Introducing itscalledsoccer
/By Brian Greenwood and Tyler Richardett
For the latter half of 2021, American Soccer Analysis has been working on an R and Python library to make it easier to programmatically interact with our data. Today, we are happy to announce the release of the library which we've dubbed itscalledsoccer. If you want to get started right away, the library is available for download from CRAN and PyPI, and the source code can be found here.
In this article, we'll talk a bit about how we built the library and walk through a basic example or two.
Writing A Library
At a high level, itscalledsoccer is just a wrapper around the American Soccer Analysis API that powers our interactive tables. Many functions the library makes available are just API calls with some sensible defaults. When initially designing the library, we had considered writing the core functionality in C++ and having both versions directly call the shared C++ code, much like how xgboost is written. But given that we didn't have a lot of C++ expertise, we decided to maintain separate codebases for the R and Python versions. So in essence, the versions are two separate entities that we manually keep in sync. Both versions have caching enabled, so when making repeated calls, the results are stored locally, which speeds up performance and reduces load on the API. We have rate limiting enabled on the API, and the library gracefully handles this by executing large queries in batches.
How To Use itscalledsoccer
# Python
pip install itscalledsoccer
# R
install.packages("itscalledsoccer")
Once the library is installed, you'll want to import it and create a client.
# Python
from itscalledsoccer.client import AmericanSoccerAnalysis
asa_client = AmericanSoccerAnalysis()
# R
library(itscalledsoccer)
asa_client <- AmericanSoccerAnalysis$new()
Once you have a client, querying data can be done by calling any of the get_* functions.

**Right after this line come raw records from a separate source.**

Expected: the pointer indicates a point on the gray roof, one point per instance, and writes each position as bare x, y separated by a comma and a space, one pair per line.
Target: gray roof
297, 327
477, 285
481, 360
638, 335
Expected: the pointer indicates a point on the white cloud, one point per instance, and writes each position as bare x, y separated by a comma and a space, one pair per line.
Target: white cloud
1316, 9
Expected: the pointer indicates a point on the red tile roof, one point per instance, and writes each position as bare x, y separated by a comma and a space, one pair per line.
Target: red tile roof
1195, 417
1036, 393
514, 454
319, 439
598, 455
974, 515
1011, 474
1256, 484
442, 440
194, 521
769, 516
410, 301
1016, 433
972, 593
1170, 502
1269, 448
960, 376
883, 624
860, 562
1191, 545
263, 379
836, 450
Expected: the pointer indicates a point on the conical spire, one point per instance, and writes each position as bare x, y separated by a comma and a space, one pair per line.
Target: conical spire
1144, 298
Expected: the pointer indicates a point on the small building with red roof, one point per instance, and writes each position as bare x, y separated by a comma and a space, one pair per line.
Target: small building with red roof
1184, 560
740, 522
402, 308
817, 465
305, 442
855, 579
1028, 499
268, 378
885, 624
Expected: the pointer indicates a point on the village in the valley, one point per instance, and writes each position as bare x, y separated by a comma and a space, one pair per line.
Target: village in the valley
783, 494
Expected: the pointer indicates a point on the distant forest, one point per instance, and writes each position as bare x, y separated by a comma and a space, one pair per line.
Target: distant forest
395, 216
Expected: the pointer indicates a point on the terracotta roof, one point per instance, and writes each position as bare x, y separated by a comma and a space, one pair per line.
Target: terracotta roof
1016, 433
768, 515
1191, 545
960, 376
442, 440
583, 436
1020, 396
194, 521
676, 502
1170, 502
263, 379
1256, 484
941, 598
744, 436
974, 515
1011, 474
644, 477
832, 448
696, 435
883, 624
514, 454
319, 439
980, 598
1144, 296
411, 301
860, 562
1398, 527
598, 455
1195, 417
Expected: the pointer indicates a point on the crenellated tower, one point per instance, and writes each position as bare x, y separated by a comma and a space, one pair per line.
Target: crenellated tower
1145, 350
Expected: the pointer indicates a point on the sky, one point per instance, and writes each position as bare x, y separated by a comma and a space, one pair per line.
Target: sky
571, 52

For instance, if I wanted to get goals added for a particular Philadelphia Union goalkeeper, I would use the get_goalkeeper_goals_added function. All the library functions return a data frame.
# Python
df = asa_client.get_goalkeeper_goals_added(leagues="mls", player_names="Andre Blake")
# R
df <- asa_client$get_goalkeeper_goals_added(leagues = "mls", player_names = "Andre Blake") %>% tidyr::unnest(data)

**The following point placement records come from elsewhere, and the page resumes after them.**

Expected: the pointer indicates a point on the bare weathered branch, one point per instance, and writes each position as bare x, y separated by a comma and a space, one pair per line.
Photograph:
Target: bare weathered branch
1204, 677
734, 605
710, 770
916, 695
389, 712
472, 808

team_id | minutes_played | action_type | goals_added_raw | goals_added_above_avg | count_actions | competition | |
---|---|---|---|---|---|---|---|
9z5k7Yg5A3 | 17805 | Claiming | -0.2881 | -0.2653 | 279 | mls | |
9z5k7Yg5A3 | 17805 | Fielding | -1.1517 | -0.1366 | 2279 | mls | |
9z5k7Yg5A3 | 17805 | Handling | -0.8955 | -0.9808 | 566 | mls | |
9z5k7Yg5A3 | 17805 | Passing | 11.3168 | -0.205 | 5203 | mls | |
9z5k7Yg5A3 | 17805 | Shotstopping | -1.4373 | 3.0576 | 805 | mls | |
9z5k7Yg5A3 | 17805 | Sweeping | -0.4462 | -0.1893 | 373 | mls |
If I wanted to get demographic data of all past and present NWSL managers, I would use the get_managers function.
# Python
df = asa_client.get_managers(leagues="nwsl")
# R
df <- asa_client$get_managers(leagues = "nwsl")

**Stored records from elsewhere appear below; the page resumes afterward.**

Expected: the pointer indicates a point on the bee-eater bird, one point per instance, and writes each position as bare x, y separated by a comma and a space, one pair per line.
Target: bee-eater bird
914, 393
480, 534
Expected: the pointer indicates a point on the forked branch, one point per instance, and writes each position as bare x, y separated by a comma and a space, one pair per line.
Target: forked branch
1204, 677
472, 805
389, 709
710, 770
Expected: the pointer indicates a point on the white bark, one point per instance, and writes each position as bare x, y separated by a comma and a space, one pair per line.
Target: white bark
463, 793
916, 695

manager_name | nationality | |
---|---|---|
Amy LePeilbet | USA | |
Becky Burleigh | USA | |
Christy Holly | Northern Ireland | |
Craig Harrington | England | |
David Hodgson | ||
Denise Reddy | USA | |
… | … |
Looking ahead
Again, in the interest of openness (and of getting others to do our work for us), we’d like to highlight that all of our source code for the library is publicly available on GitHub. If you’d like to report a bug or request a new feature, please open an issue. Or, if you’d like to contribute code, we’ve left some instructions there as well. Our application and API do use modest compute resources, so we ask that you be mindful when using the library.
We plan to add new features over time, hopefully starting with a CLI. We hope that itscalledsoccer provides another useful way for folks to interact with our data, and if you do make something with the library we just ask that you give us proper attribution credit. And we would love for you to share it with us!